O diagnóstico de TEA atualmente engloba desde pessoas com grande autonomia até indivíduos que necessitam de acompanhamento permanente. Para alguns especialistas, essa ampla abrangência pode dificultar tanto as pesquisas quanto o atendimento adequado às diferentes necessidades.
A psicóloga britânica Dame Uta Frith, uma das principais pesquisadoras da história do autismo, passou a defender uma revisão do conceito de espectro. Segundo ela, a ampliação dos critérios diagnósticos foi importante para o avanço dos estudos, mas acabou reunindo características muito diversas dentro da mesma condição. O debate também envolve familiares e cuidadores de pessoas com maiores necessidades de suporte, que defendem maior atenção aos indivíduos com limitações cognitivas e funcionais mais intensas. A classificação do autismo mudou ao longo das décadas. Em 2013, com a publicação do DSM-5, diferentes categorias, como a síndrome de Asperger, foram unificadas no diagnóstico de Transtorno do Espectro Autista, dividido em três níveis de suporte: nível 1, nível 2 e nível 3.
Parte da comunidade científica avalia que uma futura edição do manual poderá criar uma categoria específica para pessoas atualmente classificadas como autistas nível 1. Ainda não há definição sobre uma possível nova nomenclatura ou mudança oficial.
Especialistas estimam que uma atualização do DSM poderá ocorrer entre 2029 e 2030, quando novos critérios poderão ser analisados.

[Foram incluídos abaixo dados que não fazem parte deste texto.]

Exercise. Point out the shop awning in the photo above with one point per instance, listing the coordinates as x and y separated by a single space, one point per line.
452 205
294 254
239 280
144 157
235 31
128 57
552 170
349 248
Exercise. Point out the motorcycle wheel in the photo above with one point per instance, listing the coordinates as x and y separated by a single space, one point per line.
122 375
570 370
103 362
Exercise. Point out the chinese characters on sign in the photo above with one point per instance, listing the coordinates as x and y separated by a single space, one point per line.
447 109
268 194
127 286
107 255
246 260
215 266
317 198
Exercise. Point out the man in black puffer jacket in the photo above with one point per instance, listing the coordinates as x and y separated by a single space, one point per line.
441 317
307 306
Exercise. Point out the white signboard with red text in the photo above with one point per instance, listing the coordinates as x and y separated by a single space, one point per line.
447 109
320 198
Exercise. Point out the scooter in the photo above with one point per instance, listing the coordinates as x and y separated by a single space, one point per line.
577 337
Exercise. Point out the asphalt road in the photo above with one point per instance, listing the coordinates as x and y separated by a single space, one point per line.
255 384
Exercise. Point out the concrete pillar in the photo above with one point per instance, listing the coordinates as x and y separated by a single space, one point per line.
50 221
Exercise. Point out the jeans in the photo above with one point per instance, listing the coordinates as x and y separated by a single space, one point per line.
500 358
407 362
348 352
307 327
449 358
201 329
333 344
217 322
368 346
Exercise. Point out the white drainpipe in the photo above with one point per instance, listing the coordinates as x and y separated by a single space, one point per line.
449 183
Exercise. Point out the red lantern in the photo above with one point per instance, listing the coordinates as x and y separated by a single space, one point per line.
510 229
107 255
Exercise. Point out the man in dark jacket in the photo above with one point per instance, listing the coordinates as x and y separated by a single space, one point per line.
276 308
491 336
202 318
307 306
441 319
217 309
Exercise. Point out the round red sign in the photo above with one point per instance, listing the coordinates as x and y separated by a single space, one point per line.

No Brasil, qualquer alteração na classificação também poderá gerar discussões sobre os impactos legais, já que pessoas com TEA são consideradas pessoas com deficiência pela Lei nº 12.764/2012, que garante direitos relacionados à inclusão, atendimento prioritário e adaptações. Apesar dos debates, ainda não existe consenso sobre mudanças no diagnóstico. A discussão, porém, coloca em análise o futuro do conceito de espectro autista e a forma como diferentes perfis serão classificados nos próximos anos.